Auch der nächste in die Betrachtung drängende Gedanke, nämlich der der Liberalisierung, treibt dieses Bedürfnis nach einer Parallelgestaltung. Das Bedürfnis ist allerdings nicht neu, es besteht „weiterhin“ und nur deswegen hat schon der Entwurf des Schuldrechtsmodernisierungsgesetzes vorgesehen, dass die Ausnahmeregelung im § 310 Abs 2 BGB beibehalten werden soll. Daraus ist aber nicht zu erkennen, dass der Gesetzgeber im Zuge der Schuldrechtsmodernisierung vor dem Liberalisierungshintergrund neue Rechtsfolgen herleiten will, die letztlich den Wegfall der Inhaltkontrolle bei Preisanpassungsklauseln bewirken.
Das Bedürfnis nach Parallelgestaltung besteht insbesondere deswegen, weil die Versorger in beiden Vertragssystemen ein berechtigtes Interesse haben, Kostensteigerungen während der Vertragslaufzeit an die Kunden weiterzugeben, ohne die Verträge kündigen zu müssen. Wäre diese Möglichkeit der Parallelgestaltung nicht gegeben, dann könnten die Versorger ihre Kostensteigerungen nur bei Tarifabnehmern unterbringen. Die Sonderabnehmer hätten somit einen stärkeren Schutz, wären besser gestellt, als Tarifkunden. Das sind sie aber nicht, dank wirksamer Parallelgestaltung.
Die Begründung des BGH für seinen Implementierungsgedanken geht letztlich ins Leere. Sie basiert zwar anfangs auf dem Willen des Gesetzgebers, übersteigt dann aber dessen Intention. Der BGH verneint einen stärkeren Schutz der Sonderabnehmer deutlich umfassender als der Gesetzgeber, er verneint ihn so sehr, dass er sogar vor einer Beseitigung der Inhaltskontrolle bei den Preisklauseln der Sonderabnehmer nicht zurückschreckt.

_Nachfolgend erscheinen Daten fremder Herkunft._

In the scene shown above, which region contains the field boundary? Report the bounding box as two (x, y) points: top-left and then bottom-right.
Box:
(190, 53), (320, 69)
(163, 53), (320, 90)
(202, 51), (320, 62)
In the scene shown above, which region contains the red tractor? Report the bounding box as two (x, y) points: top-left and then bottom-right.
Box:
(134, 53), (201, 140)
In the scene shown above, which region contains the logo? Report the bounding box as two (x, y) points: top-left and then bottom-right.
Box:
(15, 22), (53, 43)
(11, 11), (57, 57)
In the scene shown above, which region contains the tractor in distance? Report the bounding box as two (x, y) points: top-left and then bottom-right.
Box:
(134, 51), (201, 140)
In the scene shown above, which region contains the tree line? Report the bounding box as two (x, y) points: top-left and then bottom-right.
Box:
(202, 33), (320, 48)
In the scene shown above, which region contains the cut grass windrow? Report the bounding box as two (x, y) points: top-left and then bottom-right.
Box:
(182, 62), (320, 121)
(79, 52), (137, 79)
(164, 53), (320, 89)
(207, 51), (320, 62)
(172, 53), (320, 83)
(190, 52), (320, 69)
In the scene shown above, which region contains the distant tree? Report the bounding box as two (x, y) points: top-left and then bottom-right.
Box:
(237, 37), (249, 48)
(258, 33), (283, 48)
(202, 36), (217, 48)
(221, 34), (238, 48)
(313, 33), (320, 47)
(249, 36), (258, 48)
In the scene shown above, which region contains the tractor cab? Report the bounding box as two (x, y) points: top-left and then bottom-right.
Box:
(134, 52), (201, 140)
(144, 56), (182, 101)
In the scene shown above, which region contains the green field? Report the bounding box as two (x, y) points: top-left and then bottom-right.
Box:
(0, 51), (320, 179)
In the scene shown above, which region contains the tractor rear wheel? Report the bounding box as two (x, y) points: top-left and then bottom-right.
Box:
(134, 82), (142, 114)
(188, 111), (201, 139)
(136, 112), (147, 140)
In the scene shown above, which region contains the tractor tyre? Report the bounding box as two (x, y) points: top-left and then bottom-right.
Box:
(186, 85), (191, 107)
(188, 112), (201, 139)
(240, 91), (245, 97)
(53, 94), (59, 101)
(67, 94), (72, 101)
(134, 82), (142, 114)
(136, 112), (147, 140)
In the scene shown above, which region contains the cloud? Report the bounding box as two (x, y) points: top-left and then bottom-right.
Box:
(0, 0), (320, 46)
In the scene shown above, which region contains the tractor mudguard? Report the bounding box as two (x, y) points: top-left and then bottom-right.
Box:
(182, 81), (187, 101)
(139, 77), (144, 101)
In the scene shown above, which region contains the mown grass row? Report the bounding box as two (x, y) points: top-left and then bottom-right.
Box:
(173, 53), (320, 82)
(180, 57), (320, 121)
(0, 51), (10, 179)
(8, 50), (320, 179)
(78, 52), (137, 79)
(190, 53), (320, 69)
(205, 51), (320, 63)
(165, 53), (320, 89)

Der Gesetzgeber zielt dagegen mit seiner Vorstellung von einer Parallelgestaltung keineswegs auf den Untergang der Klauselkontrolle, weil er damit u.a. in eine mächtige Kollision mit dem EU-Recht geraten würde, und in so etwas gerät man eigentlich nur, wenn man sich vergaloppiert.
Ob der BGH so weit über die Vorgaben des Gesetzgebers hinausschießen darf, um geltendes Recht auszulegen, ist zumindest fraglich. Fraglich ist vor allem, zu welchem Zweck und mit welchem Ziel er diese Attacke geritten hat.
Um aber auch noch die Eingangsfrage zu beantworten: M.E sind es eindeutig die Versorger, die per obiter dicta privilegiert wurden.
Gruß
Jagni
RR-E-ft:
Bei den Bestimmungen der Grundversorgungsverordnungen handelt es sich um kein dispositives Recht und deshalb um keine gesetzlichen Regelungen im Sinne von § 307 Abs. 3 BGB. Sonst würde es des § 310 Abs. 2 BGB nicht bedürfen. Letzterer privilegiert schon seinem Wortlaut nach nur die Inhaltskontrolle in Bezug auf §§ 308, 309 BGB, nicht jedoch in Bezug auf § 307 BGB.
Jagni:
Wenn in Frage gestellt wird, dass das gesetzliche Preisänderungsrecht überhaupt in einen unter dem Dach der Privatautonomie nach den Regeln der Vertragsfreiheit gestalteten Sondervertrag eingepflanzt werden kann, dann ist der aufgezeigte Weg sicher ein Ansatz.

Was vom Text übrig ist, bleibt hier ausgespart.